By Sizwe Thuthuka
LAST year, the Embassy of Sweden in Harare organised a tour for local journalists to visit media regulatory agencies, journalist unions and prominent media houses in that country. The tour
was a culmination of incessant government propaganda that sought to present the Access to Information and Protection of Privacy Act (Aippa) as a lesser evil than the Swedish Freedom of the Press Act.
In a statement, Kristina Svensson, Ambassador of Sweden to Zimbabwe, told the journalists that she wanted to promote a better understanding of Swedish media laws and the freedom of expression culture in her country.
The tour was open to journalists from both the private and government media. Journalists from Zimpapers and Zimbabwe Broadcasting Holdings opted out under unclear circumstances, even when their bosses, under the banner of the Zimbabwe Association of Editors, resolved to take part. Take part they did, but they chose to remain silent after the tour.
Private media journalists who took part in the tour gave testimonials that contradicted the perception given by pro-Aippa supporters such as Media and Information Commission (MIC) chairperson Tafataona Mahoso. The journalists wrote about voluntary media regulation and zero-tolerance for government interference in the operation of the media.
This came under criticism from those defending harsh regulations on the media in Zimbabwe. For example, Tendai Chari writing in the Sunday Mirror in his column “Media analysis” chose an example of the arrest of a journalist in the 80s to buttress his claims that even in the West journalists are arrested and have to operate within the confines “of the law”.
The writing on the wall can sometimes be deceptive. In a lengthy article in 2002, Mahoso conveniently cited clauses in the Swedish Freedom of the Press Act that limit the right of the media to publish state secrets and other classified information. Despite his brilliant attempt, he conveniently ignored to mention that a competent court of law, not an extra-judiciary body (or quasi-judiciary bodies) such as the MIC, handles such cases. Even then, the right to freedom of expression takes precedence over other interests in such matters.

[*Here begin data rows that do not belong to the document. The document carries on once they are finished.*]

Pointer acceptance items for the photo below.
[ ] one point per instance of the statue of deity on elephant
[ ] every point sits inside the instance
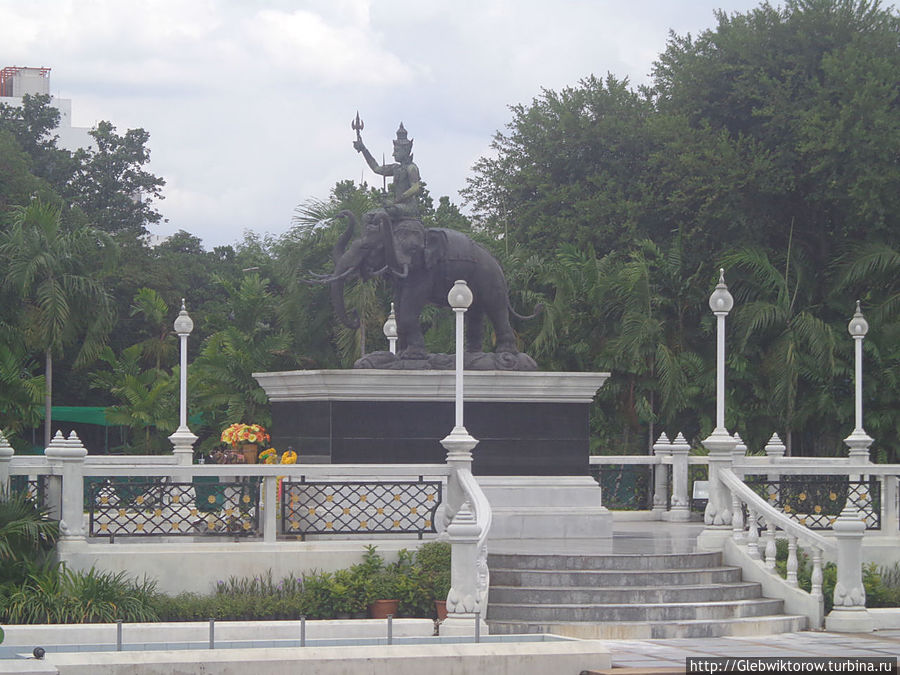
(423, 263)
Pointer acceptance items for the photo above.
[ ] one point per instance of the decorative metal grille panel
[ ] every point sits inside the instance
(156, 508)
(817, 501)
(34, 490)
(364, 507)
(625, 486)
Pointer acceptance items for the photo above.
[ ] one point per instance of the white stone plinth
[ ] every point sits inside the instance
(430, 385)
(542, 507)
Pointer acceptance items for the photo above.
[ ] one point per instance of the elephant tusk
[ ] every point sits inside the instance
(324, 279)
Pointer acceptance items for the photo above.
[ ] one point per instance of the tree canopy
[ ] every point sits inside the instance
(767, 145)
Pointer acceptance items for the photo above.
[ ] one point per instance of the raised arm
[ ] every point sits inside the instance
(381, 170)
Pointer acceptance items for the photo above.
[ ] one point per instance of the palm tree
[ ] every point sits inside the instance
(314, 229)
(147, 398)
(54, 270)
(160, 346)
(21, 391)
(777, 315)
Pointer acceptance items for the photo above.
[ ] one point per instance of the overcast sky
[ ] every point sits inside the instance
(249, 103)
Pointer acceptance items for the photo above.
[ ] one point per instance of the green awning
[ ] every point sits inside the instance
(75, 413)
(95, 415)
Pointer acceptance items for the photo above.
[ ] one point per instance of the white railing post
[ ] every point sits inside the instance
(738, 453)
(680, 507)
(890, 501)
(183, 439)
(660, 497)
(68, 455)
(858, 441)
(467, 599)
(6, 455)
(792, 562)
(775, 450)
(771, 548)
(737, 517)
(849, 614)
(270, 514)
(752, 533)
(816, 575)
(720, 443)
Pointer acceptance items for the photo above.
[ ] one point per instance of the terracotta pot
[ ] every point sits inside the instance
(381, 608)
(249, 451)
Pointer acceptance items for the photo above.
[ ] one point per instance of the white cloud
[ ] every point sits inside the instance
(248, 104)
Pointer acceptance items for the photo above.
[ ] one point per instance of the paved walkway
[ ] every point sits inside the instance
(661, 537)
(654, 654)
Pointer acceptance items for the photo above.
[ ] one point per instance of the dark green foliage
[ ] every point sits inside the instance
(416, 580)
(53, 594)
(27, 537)
(881, 584)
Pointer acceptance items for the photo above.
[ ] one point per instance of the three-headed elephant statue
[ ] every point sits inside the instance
(424, 264)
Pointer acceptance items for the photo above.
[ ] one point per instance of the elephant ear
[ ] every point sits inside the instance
(435, 246)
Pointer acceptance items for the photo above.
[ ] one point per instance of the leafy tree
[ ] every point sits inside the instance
(21, 391)
(55, 273)
(146, 400)
(221, 378)
(32, 125)
(159, 348)
(795, 347)
(111, 185)
(569, 169)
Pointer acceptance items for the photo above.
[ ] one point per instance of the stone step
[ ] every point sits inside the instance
(614, 578)
(634, 630)
(638, 561)
(650, 612)
(589, 595)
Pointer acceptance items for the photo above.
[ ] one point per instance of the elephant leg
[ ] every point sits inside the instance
(506, 337)
(410, 301)
(475, 330)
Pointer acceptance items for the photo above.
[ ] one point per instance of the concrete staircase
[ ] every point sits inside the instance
(629, 596)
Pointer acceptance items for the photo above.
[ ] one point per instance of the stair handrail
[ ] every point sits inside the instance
(768, 512)
(758, 508)
(468, 532)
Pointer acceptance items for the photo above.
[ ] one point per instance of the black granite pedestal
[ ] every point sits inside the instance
(528, 424)
(532, 430)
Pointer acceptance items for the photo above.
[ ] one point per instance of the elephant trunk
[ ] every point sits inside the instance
(341, 245)
(337, 301)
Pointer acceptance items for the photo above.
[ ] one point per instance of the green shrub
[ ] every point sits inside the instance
(882, 585)
(27, 537)
(53, 594)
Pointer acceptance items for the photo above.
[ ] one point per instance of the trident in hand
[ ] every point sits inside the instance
(357, 126)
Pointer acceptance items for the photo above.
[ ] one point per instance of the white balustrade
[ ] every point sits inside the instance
(6, 455)
(660, 489)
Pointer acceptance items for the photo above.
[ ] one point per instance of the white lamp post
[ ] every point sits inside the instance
(390, 330)
(858, 441)
(466, 599)
(183, 440)
(720, 443)
(460, 299)
(459, 443)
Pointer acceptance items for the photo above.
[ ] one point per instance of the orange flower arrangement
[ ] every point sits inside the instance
(244, 433)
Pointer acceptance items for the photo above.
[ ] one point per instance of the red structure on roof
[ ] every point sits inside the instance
(8, 73)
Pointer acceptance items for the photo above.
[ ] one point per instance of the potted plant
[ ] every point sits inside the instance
(246, 436)
(348, 594)
(433, 561)
(381, 591)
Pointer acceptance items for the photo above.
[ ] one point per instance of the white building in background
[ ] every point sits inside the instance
(16, 81)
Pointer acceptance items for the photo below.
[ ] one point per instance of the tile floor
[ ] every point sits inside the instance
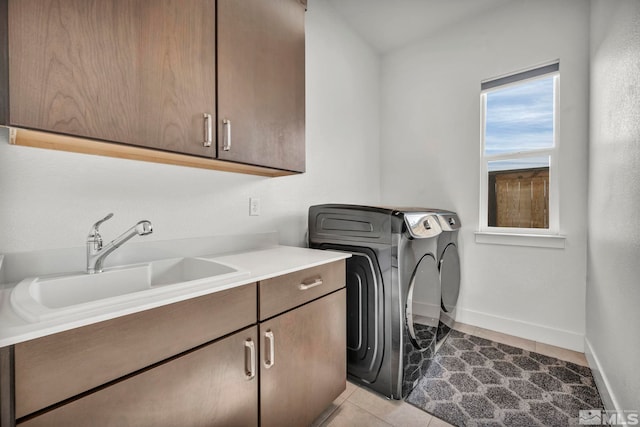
(359, 407)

Swedes protect their media from any form of censorship and punish anyone found guilty of attempting to censor information. They subsidise private media and have used the concept of the ombudsman to ensure journalists — local and foreign — have unfettered access to information. A voluntary press council ensures that complaints by members of the public on media conduct are resolved amicably thereby minimising costs that would have otherwise been expended had the case been handled through normal court processes.
The 1766 Swedish Freedom of the Press Act is premised on preventing any public authority from censoring news and information. Aippa is premised on a different set of principles altogether. Clearly, one of them is to curb perceived negative reporting about Zimbabwe by sections of the media, if it is really true that its provisions were based on the recommendations of a survey by the government-appointed Media Ethics Committee.

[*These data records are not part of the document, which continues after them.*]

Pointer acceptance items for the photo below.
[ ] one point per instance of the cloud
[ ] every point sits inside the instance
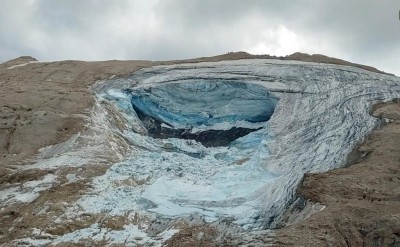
(363, 31)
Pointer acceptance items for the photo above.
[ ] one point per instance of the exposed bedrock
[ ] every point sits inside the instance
(257, 126)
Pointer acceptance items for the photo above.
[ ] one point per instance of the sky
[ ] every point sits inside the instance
(361, 31)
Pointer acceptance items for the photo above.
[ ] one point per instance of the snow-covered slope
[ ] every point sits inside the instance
(305, 117)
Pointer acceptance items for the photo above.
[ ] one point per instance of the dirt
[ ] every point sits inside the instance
(43, 104)
(362, 201)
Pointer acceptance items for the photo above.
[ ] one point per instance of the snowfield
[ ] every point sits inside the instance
(226, 143)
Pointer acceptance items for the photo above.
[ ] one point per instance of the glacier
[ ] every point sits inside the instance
(277, 121)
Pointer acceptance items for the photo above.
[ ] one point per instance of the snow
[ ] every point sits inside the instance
(306, 118)
(316, 113)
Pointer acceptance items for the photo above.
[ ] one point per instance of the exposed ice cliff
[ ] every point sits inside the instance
(279, 120)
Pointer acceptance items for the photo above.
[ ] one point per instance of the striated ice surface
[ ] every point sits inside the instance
(305, 117)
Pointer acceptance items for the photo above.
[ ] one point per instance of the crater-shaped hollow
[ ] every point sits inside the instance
(213, 113)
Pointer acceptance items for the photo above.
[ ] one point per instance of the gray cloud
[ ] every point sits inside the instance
(363, 31)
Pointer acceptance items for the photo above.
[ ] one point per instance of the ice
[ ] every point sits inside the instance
(316, 113)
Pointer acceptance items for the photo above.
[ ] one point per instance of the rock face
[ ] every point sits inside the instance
(126, 164)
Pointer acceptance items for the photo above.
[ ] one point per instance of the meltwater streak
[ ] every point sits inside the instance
(321, 114)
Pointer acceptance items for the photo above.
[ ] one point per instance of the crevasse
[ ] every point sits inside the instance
(279, 120)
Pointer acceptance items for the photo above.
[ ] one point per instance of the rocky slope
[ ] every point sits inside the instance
(52, 104)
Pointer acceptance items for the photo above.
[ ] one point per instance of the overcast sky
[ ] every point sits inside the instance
(362, 31)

There is nothing objectionable to this when it is done within the confines of the Constitution of Zimbabwe, which is the supreme law of the land. The Supreme Court has confirmed that some restrictions and penalties in Aippa are acceptable, but on all occasions, these decisions have not been unanimous.
Of concern is the continuing rhetoric that is churned out by the new office bearers in the Ministry of Information and Publicity, aided by their eloquent permanent secretary George Charamba. Despite the fact that there is limited and anecdotal evidence linking practice under Aippa to practice under laws in the West, they continue invoking statutes elsewhere — Portugal, Switzerland, Britain and the United States — as either similar or worse than Aippa.
If Aippa were bad, none of the “noisy” private newspapers would be operational, they argue.
We are short of Western examples on the latter — which is the reason the debate is reduced to “clauses” and “provisions” in these Western statutes, at the expense of concrete examples on the ground, a challenge which media professionals and civic media organisations have not taken up.
The wording in the statutes may be similar, but their implementation in Zimbabwe has failed to convince even the most indoctrinated that the actions of the MIC are necessary for the promotion of the free flow of information in the public interest.
One imagines the apprehension that afflicts the new Information minister and his deputy when journalists and civic media organisations talk about the repeal of broadcasting laws and Aippa. It means they have a reduced mandate if they choose to do away with the institutions created by these laws.
However, information ministries have a life beyond repressive legislation, as examples elsewhere indicate. Some countries have enshrined provisions that uphold freedom of expression and the media, but have done away with full ministries of information. Countries closer to home such as Mozambique and South Africa are good examples.
Simply put, the free flow of information in the public interest does not need political interference.
However, given the current dispensation, journalists and civic media organisations should demand that the practice in Sweden and other countries given as examples now and again be practised in Zimbabwe. This means that journalists can initiate parallel engagement with a view to having the laws repealed and also have the anomalies that occurred due to their enactment revisited immediately.
*Sizwe Thuthuka is an independent media commentator based in Harare.